The justice of the peace (Dutch: vredegerecht, French: justice de paix, German: Friedensgericht) is the small claims court in the judicial system of Belgium, and stands at the bottom of the Belgian judicial hierarchy. There is a justice of the peace for each judicial canton, which is the smallest geographical subdivision of Belgium for judicial purposes. Most judicial cantons cover multiple municipalities, except in the case of larger towns and cities, which are often divided into multiple judicial cantons. A judicial canton has an average population of 50,000 to 60,000 people, but some have a population as low as 30,000 people or as high as 100,000 people. The justices of the peace only have jurisdiction over their own canton. As of 2017, there are 187 cantons with as many justices of the peace in Belgium, who hear cases in 229 seats.
A judge of the peace (Dutch: vrederechter, French: juge de paix, German: Friedensrichter) chairs the justice of the peace. Judges of the peace are professional, law-trained magistrates who are, like all judges in Belgium, appointed for life until their retirement age. The judges of the peace hear cases as single judges, but are always assisted by a clerk. Because the justices of the peace hear only civil cases, there is (generally) no prosecutor present during their hearings. Both the claimant and the defendant in a case can be assisted or represented by counsel, but this is not required. Lawyers or notaries can act as locum tenens judge of the peace whenever the judge of the peace is absent. The organisation of the justices of the peace and their rules of civil procedure are laid down in the Belgian Judicial Code.
They have original jurisdiction over civil cases in which the disputed amount does not exceed 5,000 euro (as of September 2018), except for the matters over which another court or tribunal has exclusive jurisdiction (disputes between companies for example, over which the enterprise tribunal has jurisdiction). In addition, the justices of the peace also have original jurisdiction over a number of matters irrespective of the disputed amount, such as cases involving the renting or leasing of real estate, evictions, easement, land consolidation, consumer credit or unpaid utility bills.
An important feature of the justices of the peace in these types of cases is the option of conciliation. This is a procedure free of charge in which the claimant and defendant appear voluntarily before the judge of the peace, who then tries to negotiate an amicable settlement between both parties. If the conciliation fails, the claimant may still choose to bring an actual lawsuit against the defendant to the justice of the peace, which will then deliver a binding judgement. A second notable point is that it is not uncommon for judges of the peace to visit places and properties involved in a case (for example, a plot of land of which the property line is disputed) together with the clerk, claimant and defendant, in order to gain a better understanding of the dispute.
Aside from purely civil cases, the justices of the peace also have original jurisdiction in certain aspects of family law, most notably legal guardianships for incapacitated seniors, and the involuntary commitment of the mentally ill to psychiatric facilities.

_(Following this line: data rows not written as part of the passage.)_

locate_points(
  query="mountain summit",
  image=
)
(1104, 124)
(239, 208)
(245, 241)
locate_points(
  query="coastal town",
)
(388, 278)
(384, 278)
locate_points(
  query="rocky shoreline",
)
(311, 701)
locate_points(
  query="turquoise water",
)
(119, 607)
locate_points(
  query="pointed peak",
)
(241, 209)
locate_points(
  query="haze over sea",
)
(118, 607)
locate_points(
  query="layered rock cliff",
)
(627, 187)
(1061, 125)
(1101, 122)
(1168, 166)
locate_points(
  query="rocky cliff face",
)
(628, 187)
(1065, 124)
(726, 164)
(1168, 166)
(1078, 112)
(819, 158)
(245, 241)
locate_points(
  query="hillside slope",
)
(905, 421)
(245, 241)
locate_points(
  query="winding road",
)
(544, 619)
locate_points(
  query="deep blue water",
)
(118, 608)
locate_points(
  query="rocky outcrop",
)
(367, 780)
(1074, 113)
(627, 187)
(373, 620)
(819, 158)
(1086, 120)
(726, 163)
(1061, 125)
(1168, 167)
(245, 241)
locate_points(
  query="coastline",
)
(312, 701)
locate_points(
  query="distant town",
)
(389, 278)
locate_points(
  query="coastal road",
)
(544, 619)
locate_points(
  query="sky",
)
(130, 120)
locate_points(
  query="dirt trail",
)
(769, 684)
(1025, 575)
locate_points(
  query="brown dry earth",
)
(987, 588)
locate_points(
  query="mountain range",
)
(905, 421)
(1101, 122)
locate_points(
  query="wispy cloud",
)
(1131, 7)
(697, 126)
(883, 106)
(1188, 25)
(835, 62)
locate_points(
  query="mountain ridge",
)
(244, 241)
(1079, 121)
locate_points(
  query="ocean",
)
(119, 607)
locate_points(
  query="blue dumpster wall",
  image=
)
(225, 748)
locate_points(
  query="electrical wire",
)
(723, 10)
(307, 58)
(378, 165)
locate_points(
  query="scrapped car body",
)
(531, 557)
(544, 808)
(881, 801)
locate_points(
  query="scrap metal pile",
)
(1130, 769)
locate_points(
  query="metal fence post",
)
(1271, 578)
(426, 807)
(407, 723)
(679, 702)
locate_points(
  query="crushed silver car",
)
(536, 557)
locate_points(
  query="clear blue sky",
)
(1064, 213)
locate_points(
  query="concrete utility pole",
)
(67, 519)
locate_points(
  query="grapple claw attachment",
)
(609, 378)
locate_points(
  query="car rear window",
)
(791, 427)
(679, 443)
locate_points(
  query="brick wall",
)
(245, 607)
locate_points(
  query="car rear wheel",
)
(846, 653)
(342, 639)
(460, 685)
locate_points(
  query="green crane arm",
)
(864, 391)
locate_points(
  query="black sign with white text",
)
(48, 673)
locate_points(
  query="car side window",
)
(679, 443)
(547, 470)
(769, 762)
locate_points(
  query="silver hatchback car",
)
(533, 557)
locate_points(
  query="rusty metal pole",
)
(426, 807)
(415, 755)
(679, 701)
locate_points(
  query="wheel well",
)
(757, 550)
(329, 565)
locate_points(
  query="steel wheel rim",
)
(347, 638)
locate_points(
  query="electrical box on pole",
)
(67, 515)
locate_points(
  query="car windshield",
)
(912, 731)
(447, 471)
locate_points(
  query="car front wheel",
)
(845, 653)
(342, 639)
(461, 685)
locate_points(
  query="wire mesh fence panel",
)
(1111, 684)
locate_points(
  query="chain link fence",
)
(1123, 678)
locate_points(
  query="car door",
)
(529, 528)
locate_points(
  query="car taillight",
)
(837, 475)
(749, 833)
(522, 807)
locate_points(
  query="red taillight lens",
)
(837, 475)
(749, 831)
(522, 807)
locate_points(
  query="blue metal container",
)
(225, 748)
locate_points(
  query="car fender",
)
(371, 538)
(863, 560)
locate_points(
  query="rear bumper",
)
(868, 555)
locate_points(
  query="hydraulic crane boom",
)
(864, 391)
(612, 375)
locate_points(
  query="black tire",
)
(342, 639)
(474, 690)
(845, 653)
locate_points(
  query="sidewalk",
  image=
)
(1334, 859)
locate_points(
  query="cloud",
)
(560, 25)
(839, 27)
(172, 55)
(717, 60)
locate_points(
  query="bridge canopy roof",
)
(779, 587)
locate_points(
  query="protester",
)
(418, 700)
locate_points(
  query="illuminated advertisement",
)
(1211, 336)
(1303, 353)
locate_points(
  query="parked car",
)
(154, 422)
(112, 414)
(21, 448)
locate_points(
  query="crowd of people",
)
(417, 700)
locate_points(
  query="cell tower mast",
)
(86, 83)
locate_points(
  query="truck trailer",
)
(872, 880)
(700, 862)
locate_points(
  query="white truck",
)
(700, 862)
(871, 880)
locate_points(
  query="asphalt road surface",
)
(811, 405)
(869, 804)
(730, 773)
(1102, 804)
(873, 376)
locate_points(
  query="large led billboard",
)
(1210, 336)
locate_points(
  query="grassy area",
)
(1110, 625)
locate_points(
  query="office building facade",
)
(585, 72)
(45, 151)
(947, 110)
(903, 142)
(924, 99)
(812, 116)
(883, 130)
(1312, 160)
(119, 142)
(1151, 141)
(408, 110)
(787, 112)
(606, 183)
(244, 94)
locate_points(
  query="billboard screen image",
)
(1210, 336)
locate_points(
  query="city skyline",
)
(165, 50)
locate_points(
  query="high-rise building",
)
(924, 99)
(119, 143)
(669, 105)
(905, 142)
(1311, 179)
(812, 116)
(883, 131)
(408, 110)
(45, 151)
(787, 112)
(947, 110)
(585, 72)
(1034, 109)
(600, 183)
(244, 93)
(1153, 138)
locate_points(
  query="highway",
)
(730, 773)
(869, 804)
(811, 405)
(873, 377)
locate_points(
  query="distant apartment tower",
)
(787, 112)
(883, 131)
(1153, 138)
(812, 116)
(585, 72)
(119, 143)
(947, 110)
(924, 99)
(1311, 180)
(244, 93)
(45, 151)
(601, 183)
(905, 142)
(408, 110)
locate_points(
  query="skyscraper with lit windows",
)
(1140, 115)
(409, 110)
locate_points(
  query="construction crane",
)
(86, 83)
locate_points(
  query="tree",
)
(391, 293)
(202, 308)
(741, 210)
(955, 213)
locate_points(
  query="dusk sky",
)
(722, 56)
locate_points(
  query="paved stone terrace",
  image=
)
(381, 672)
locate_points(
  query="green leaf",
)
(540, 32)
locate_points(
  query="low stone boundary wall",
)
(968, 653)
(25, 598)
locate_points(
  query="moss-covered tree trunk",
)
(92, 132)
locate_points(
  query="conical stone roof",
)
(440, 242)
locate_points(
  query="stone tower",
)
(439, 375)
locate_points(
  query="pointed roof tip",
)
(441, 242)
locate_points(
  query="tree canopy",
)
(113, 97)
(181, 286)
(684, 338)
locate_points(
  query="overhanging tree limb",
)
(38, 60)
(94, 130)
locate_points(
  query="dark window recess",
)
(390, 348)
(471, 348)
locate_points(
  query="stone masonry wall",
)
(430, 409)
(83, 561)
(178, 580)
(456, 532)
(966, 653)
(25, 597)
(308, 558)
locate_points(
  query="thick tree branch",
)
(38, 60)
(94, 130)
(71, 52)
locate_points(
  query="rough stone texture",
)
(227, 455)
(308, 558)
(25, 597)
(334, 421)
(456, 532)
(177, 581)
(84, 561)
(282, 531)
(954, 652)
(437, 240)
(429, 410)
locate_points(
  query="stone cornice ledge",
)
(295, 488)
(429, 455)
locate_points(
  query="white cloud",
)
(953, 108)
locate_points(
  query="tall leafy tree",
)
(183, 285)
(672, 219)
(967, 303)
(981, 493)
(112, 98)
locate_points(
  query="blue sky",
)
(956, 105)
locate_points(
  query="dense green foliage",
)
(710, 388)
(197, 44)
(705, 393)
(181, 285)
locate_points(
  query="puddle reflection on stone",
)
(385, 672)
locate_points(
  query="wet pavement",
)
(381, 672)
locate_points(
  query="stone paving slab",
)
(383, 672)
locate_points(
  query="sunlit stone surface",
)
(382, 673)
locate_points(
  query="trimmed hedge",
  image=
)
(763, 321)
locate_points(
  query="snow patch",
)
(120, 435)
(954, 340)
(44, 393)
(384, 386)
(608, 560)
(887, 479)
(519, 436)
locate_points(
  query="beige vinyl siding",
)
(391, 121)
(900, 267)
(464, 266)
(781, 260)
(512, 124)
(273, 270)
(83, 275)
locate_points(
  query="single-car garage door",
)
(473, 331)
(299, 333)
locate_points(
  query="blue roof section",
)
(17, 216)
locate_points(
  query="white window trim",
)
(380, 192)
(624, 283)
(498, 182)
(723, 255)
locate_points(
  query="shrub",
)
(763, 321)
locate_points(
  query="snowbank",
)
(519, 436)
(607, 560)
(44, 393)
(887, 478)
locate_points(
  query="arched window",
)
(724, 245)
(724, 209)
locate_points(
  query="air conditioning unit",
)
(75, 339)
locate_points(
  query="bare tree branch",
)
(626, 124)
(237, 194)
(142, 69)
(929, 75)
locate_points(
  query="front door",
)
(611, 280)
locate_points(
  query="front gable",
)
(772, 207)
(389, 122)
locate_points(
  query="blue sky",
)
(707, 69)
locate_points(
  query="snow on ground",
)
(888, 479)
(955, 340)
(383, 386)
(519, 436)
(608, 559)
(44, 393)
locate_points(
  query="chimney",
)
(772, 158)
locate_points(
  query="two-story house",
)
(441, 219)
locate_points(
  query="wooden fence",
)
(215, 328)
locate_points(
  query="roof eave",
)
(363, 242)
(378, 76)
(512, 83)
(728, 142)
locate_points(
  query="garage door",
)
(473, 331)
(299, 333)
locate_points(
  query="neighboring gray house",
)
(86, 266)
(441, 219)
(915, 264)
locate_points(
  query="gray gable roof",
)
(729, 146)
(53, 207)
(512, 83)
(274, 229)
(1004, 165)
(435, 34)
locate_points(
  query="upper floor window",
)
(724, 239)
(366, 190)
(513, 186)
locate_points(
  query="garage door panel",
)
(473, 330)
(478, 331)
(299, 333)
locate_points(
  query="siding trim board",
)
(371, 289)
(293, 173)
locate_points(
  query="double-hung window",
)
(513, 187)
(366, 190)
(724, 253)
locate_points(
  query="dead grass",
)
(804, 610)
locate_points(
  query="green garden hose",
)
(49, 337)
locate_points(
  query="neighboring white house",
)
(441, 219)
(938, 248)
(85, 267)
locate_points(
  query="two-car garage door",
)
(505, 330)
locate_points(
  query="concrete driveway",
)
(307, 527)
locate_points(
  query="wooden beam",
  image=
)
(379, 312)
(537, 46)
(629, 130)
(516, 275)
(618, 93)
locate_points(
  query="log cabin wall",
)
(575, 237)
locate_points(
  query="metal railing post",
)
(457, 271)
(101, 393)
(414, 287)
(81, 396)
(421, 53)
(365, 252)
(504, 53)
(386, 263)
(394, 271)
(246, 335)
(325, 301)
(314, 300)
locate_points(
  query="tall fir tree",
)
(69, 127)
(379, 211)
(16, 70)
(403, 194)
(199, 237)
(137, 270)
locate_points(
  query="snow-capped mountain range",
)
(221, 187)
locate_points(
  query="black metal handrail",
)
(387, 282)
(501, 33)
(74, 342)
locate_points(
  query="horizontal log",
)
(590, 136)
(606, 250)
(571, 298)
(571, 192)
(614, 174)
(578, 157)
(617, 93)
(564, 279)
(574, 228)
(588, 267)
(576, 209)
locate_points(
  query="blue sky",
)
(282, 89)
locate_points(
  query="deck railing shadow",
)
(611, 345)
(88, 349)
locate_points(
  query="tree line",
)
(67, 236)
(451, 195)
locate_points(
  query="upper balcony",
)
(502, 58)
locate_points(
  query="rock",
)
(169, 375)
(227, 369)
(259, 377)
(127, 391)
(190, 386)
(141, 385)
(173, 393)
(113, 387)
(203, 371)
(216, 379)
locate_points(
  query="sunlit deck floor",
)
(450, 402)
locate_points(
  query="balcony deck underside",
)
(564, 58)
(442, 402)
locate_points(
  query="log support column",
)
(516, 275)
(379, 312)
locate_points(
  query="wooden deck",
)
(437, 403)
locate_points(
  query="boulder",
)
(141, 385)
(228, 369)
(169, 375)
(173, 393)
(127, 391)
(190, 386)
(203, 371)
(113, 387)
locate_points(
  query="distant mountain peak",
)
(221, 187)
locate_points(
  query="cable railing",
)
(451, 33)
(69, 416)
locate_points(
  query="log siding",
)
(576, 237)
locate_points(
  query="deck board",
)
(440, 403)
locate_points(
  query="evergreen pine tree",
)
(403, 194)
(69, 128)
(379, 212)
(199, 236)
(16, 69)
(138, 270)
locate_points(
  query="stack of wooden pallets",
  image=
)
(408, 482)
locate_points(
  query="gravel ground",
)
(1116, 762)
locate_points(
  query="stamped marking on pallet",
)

Lastly, in addition to the administration of justice, the judges of the peace also have certain duties of a more administrative nature, such as overseeing certain public auctions, swearing in certain officials like lock keepers and gaugers, and overseeing the vote counting in electoral cantons during an election.
Judgements made by the justices of the peace can be appealed to the civil or family sections of the tribunals of first instance, depending on the nature of the case. The judgements then delivered on these appeals by the tribunals of first instance are final; they cannot be further appealed to the courts of appeal. However, an appeal in cassation to the Court of Cassation on questions of law, not on questions of fact, is still possible on these final judgements.
The judgements made by the justices of the peace in petty cases where the disputed amount does not exceed 2,000 euro (as of September 2018) cannot be appealed (except for an appeal in cassation).
According to the statistics provided by the College of the courts and tribunals of Belgium, a total of 443,366 new cases were opened at all justices of the peace in 2015 (conciliation procedures excluded), next to a total of 432,350 cases that were closed at all justices of the peace in 2015 (including any cases opened before 2015). Aside from these cases, a total of 60,422 conciliation procedures were started at all justices of peace, of which 11,900 (or 19.7%) resulted in an amicable settlement being concluded. A total of 2,912 cases were transferred to a tribunal of first instance or the Court of Cassation in the context of a judgement of the justice of the peace being appealed.